Председателем он в итоге не стал и, с легкостью отменив свадьбу, вскоре женился на своей Таньке. И он бы подставил и тебя, Елизавета, только пока не придумал как, потому что теперь ему позарез нужны были новые документы — недавно объявился его братец Сашка, тот самый полицай, год скитавшийся по нашей необъятной Родине.. Мы думали, что он погиб в одной из перестрелок, ан нет, жив оказался и перешел на другую сторону. Спрятав его в лесу в той же землянке, Павел стал строить новые коварные планы, как добыть документы, но тут вмешалась ты, товарищ Сергеева, и все ему безнадежно испортила.

— И что теперь будет? — спросила Ульяна, в глазах которой наконец-то появилась не тень, а проблеск надежды.

— Ну для начала ему предъявят обвинение по всей строгости, затем будет суд, и вот только после решения суда уже будут пересматривать дела твоих родителей… Их, я уверен, оправдают и освободят. Ну вот я вам все и рассказал, пойду я уже, Лариса ждет, волнуется.

— Неужто за Ларкой ухлестываешь? — не удержалась от улыбки Лиза.

— А чего, баба она хорошая, добрая, не like некоторые, — он многозначительно хмыкнул. — Может, и женюсь, заживем по-человечески.

— Вась, спасибо тебе, — искренне поблагодарила его Лиза, и тот вскинул от удивления брови — она впервые назвала его так просто, по-свойски.

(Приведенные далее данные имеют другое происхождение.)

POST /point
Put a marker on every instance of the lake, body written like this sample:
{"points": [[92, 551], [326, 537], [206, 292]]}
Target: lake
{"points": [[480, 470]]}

Даже Ульяна всегда обращалась к нему по фамилии. Он улыбнулся ей в ответ, по-военному коротко отдал честь и вышел в темноту ночи…

— Я же говорила тебе, все будет хорошо… — тихо сказала Лиза, похлопывая подругу по руке.

— Да. Только я-то на Василия грешила, думала, это он из мести папу подвел, а оказалось, что женишок мой несостоявшийся все это устроил… — В глазах Ульяны заблестели слезы, но на этот раз это были слезы не отчаяния, а облегчения.

Эпилог

Спустя полгода, в марте, когда снег только начал сходить, обнажая черную, ждущую семян землю, освободили мать Ульяны, Елену Сергеевну, а в мае, когда зазеленели первые всходы, вернулся домой и сам Степан Матвеевич. Никто, конечно, не позволил ему вновь занять место председателя, да и он сам, перенесший тяжелейшее испытание, уже не рвался к власти. Главное было в том, что он снова на свободе, под чистым, бескрайним небом, и с него сняты все чудовищные обвинения.

Тогда же, после возращения отца, Ульяна, сияющая и похорошевшая, вышла замуж за тракториста Петра и ушла жить к нему в просторный, полный света и тепла дом. Лиза тоже собиралась найти себе другое жилье, чтобы не стеснять воссоединившуюся семью, но Степан Матвеевич решительно воспротивился.

— Ты теперь нам как родная дочь. Если бы не твоя смелость и твое доброе сердце, заклевали бы мою Ульянку злые языки, да еще и нам с матерью помогла выйти на свободу, вернула нам честное имя. Нет, мы перед тобой в неоплатном долгу, по гроб жизни обязаны. Живи с нами, не бросай стариков, будь нашей старшей дочкой.

Лиза осталась, но ненадолго. Через два года, когда колхоз стал одним из передовых в районе, а жизнь в селе окончательно наладилась, она вышла замуж за нового приезжего врача, молодого, умного и очень деликатного человека, присланного из города. Отец с матерью, наконец смирившись с выбором дочери, лишь просили ее приезжать в город почаще, навещать их. И каждый раз, когда поезд увозил ее из ставшего родным села, она смотрела в окно на убегающие поля, на знакомые лица на перроне, и думала о том, как причудливо и мудро порой распоряжается судьба. Она приехала сюда, спасаясь от личного горя, а нашла нечто гораздо большее — настоящих друзей, свою любовь и тихую, глубокую уверенность в том, что доброта и справедливость, даже в самые суровые времена, способны растопить любой лед и проложить дорогу к свету.